The service provider currently offers three main U-verse Voice packages: U-verse Voice International, which offers unlimited calling to the U.S., territories and Canada and discounts to other countries; AT&T U-verse Voice Unlimited that offers unlimited calling within the U.S. and to Canada, Puerto Rico, the U.S. Virgin Islands, Guam and the Northern Marianas; and AT&T U-verse Voice 200 that offers unlimited calling to other U-verse Voice customers and 200 minutes of anytime calling to anyone else in the U.S., Puerto Rico, the U.S. Virgin Islands, Guam and the Northern Marianas.

Bickerstaff said that regardless of the growing sentiment that wireline voice is dead, the service provider is taking ongoing steps to enhance its VoIP product for residential and small business customers. "Many outside of the telecom industry think voice is dead, but that's really not the case at all," Bickerstaff said. "We really think we offer a convenient product that's flexible and delivers value and there's a good market for wired home voice."

The service provider has been taking steps to integrate its VoIP service with other services, including its IPTV service. "We have spent a good bit of time integrating it with our other services to make it more accessible and more convenient than TDM," Bickerstaff said. "For instance, caller ID shows up on the TV and you can load an app on your smartphone and look at voice mails on it and transcribe it to text so you can read it and send the voice message via e-mail to your PC or another person."

AT&T is not just stopping with service integration and bundles. The service provider plans to integrate new elements such as Web RTC and high-definition voice elements into its U-verse Voice feature sets. However, at this point, it can't reveal any specific plans around these technologies.

"You've seen Web RTC and things like HD voice and we're currently assessing those technologies and getting our arms around where the home voice products are going," Bickerstaff said. "There could be something there, but we're not prepared to announce specific plans as we're assessing these advanced technologies."

Despite seeing more consumers opt to cut their landline voice cord by using wireless as their only voice connection, AT&T is seeing more consumers see value in having a wireline-based VoIP service in their home.

"The overwhelming trend remains wireless substitution where customers use their cell phone and that becomes the primary device, but I do believe there becomes a point in which the value around a home phone dedicated to the users in the home does have merits," Bickerstaff said. "I do think that we're getting closer to that point of equilibrium where there is a value."

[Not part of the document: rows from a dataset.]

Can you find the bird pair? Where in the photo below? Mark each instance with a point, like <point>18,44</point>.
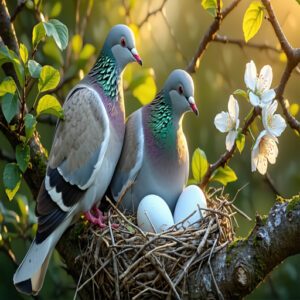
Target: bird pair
<point>88,144</point>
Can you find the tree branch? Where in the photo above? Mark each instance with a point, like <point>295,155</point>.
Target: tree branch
<point>228,154</point>
<point>152,13</point>
<point>293,59</point>
<point>238,268</point>
<point>242,44</point>
<point>209,36</point>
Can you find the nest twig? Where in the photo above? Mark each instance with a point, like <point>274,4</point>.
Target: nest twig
<point>127,263</point>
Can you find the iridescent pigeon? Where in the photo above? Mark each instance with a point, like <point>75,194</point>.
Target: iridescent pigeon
<point>155,158</point>
<point>85,151</point>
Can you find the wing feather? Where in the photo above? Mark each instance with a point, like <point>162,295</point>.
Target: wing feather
<point>131,158</point>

Bickerstaff added that the growing telecommuting trend is also driving consumers to rethink using just a cell phone. This is because the call quality of some cellular services can vary depending on where a user resides in relation to the nearest cell tower and if they are in a congested area.

"So many people in our country now work from home and sometimes the wireless voice quality of wireless carriers isn't sufficient to provide a great conference call experience," Bickerstaff said. "We can guarantee a high quality voice connection with our wired services."